To the regular person this sounds like a problem drinker who says he will get really drunk tonight but next week will dramatically cut back. Ironically, though, the problem isn't now it really is years from now. Today's spending can go on basically forever. It's tomorrows forecasted spending that can't.

Let me just say, though, I'm a skeptic of your fiscal doom and gloom. I think its built on a mathematical error. I think you're assuming a low rate of economic growth with a high rate of health care growth. The error is that as healthcare's portion of the economy grows, either its growth rate must slow down or the entire economy's must increase. The forecast is an example of straighlining present growth rates without thinking about the implications of doing that.

Scott Sumner writes:

Why not budget hawk, monetary stimulus dove?

Andrew T writes:

Two reasons I can think of for not having a lot of confidence in your stated solution: time inconsistency and opportunism. There will always be some potential looming crisis a politician can call upon. I don't see how your proposal provides an incentive to hold to the agreement in the future.

Maybe if you could cite specific examples of where such proposals have worked in the past AND what mechanisms were called upon to enforce the agreement. Something like a requirement for a super majority or even unanimity to raise the debt ceiling. If there was a way of writing in unanimity and making it enforceable in the future, that may establish a true credible commitment.

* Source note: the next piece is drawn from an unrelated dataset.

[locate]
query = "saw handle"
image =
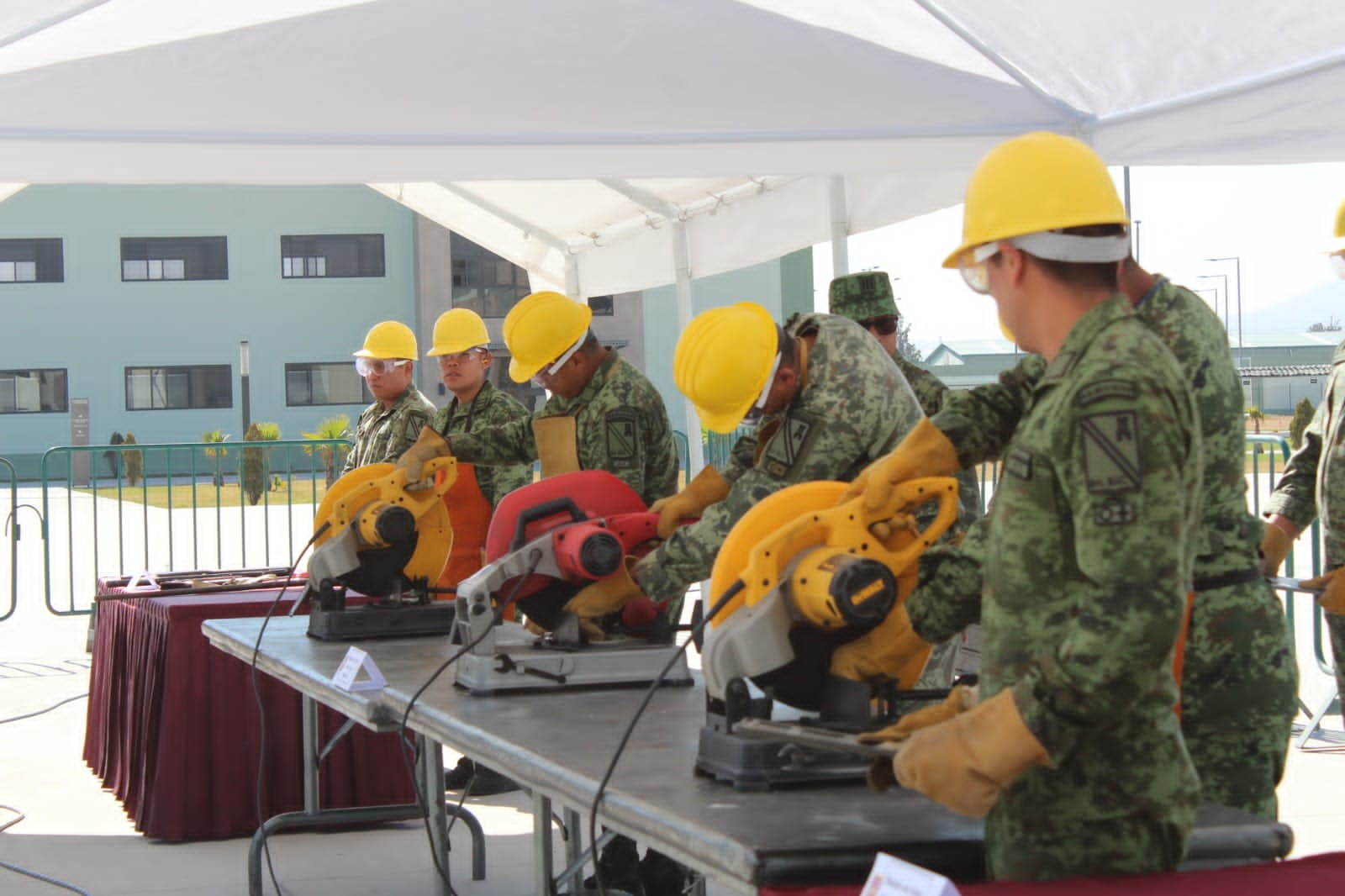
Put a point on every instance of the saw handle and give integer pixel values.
(541, 512)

An analogy to your proposal may be the deficit/debt limits established by the Maastricht Treaty. The monetary piece was a credible commitment to not have an opportunistic monetary policy. (They ceded control of monetary policy to a central body). Unfortunately, the fiscal piece had what seemed like a credible commitment, but was not (can't exceed 3% deficit to GDP, no bail out clause, etc).

While the proposal may have merit, it needs to overcome these issues. At some level, we will always be dependent on the integrity of leaders to abide by promises given particularly if their incentives aren't aligned with the promise.

Arnold,

I did advocate this publicly back in October of 2008 in a post that was in Mark Thoma's links. See:

http://economistsview.typepad.com/economistsview/2008/10/links-for-20-18.html

Actually, I read the post a little fast. I didn't mention entitlement cuts in my post, but I would be willing to support a raise in the retirement age, phased in over the long run, if there were allowances like exclusions for people not healthy enough to work, regulations that prevented requiring excessive hours, gave more sick days and flexibility, etc.

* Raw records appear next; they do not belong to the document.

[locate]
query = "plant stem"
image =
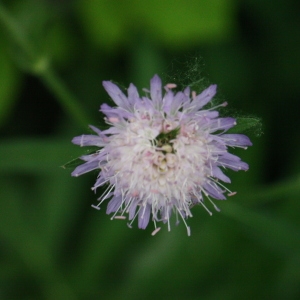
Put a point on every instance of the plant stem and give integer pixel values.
(40, 66)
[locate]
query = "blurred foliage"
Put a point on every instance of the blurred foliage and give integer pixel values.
(52, 244)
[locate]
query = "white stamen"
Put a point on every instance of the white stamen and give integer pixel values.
(95, 206)
(120, 217)
(154, 232)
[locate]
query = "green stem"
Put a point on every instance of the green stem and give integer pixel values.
(39, 66)
(16, 32)
(66, 99)
(268, 194)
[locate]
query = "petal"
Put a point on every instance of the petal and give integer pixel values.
(202, 99)
(217, 173)
(85, 168)
(144, 216)
(213, 190)
(236, 140)
(133, 95)
(114, 204)
(88, 140)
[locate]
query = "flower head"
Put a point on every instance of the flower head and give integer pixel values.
(162, 154)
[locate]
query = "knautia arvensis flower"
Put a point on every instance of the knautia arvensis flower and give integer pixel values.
(163, 153)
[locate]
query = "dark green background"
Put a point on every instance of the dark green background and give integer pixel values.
(53, 245)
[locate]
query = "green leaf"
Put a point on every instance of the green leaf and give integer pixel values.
(246, 124)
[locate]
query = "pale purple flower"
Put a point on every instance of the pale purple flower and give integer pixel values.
(162, 154)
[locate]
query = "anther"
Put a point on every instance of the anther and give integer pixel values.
(155, 231)
(95, 206)
(231, 194)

I'd also support a VAT if in conjunction with large increases in taxes for the wealthy and for negative externalites and activities, like carbon and smoking, and if the VAT was offset with large investments in the poor and middle class like free universal pre-school and much greater college aid.

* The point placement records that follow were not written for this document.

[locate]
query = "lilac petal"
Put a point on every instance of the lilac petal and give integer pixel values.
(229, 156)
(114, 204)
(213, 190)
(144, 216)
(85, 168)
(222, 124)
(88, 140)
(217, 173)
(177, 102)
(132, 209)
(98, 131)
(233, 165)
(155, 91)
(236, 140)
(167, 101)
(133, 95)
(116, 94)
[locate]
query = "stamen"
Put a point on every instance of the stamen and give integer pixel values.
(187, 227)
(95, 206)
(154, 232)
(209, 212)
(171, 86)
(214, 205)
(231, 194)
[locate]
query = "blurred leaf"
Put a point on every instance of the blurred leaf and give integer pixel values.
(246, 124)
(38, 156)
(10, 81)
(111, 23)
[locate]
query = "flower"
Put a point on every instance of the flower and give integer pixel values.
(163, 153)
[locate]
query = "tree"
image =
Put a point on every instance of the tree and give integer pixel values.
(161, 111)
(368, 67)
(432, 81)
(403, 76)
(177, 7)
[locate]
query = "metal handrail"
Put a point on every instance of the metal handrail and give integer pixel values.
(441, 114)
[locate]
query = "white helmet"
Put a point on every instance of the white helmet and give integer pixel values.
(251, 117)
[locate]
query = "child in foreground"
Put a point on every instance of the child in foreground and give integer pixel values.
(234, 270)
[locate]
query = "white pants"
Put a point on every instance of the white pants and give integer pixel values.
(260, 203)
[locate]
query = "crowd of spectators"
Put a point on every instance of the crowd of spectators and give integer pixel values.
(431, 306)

While we're at it, here's another offer we can make:

Obama asks Bernanke if he can deliver the votes on the FOMC for much more aggressive monetary stimulus (including buying down longer term rates) in exchange for permanent tax increases on the wealthy and on things like carbon and smoking (this can be done through reconciliation and so only takes 50 votes in the Senate, and the current stimulus package just failed but with 57). This can (and hopefully would) also be combined with some fiscal stimulus, but long term debt would still be greatly decreased as the fiscal stimulus would be temporary, but the increased tax revenue would be permanent, or at least indefinite.

Richard Green writes:

This is a very encouraging post, Arnold. As Mark Thoma notes in his blog, some sort of fiscal tightening that would kick in below some particular unemployment rate would make a lot of sense.

But good things seem to get undone. The Tax Reform Act of 1986 was very good policy, as it broadened the tax base and got us closer to a progressive consumption tax. But that Act is now in tatters.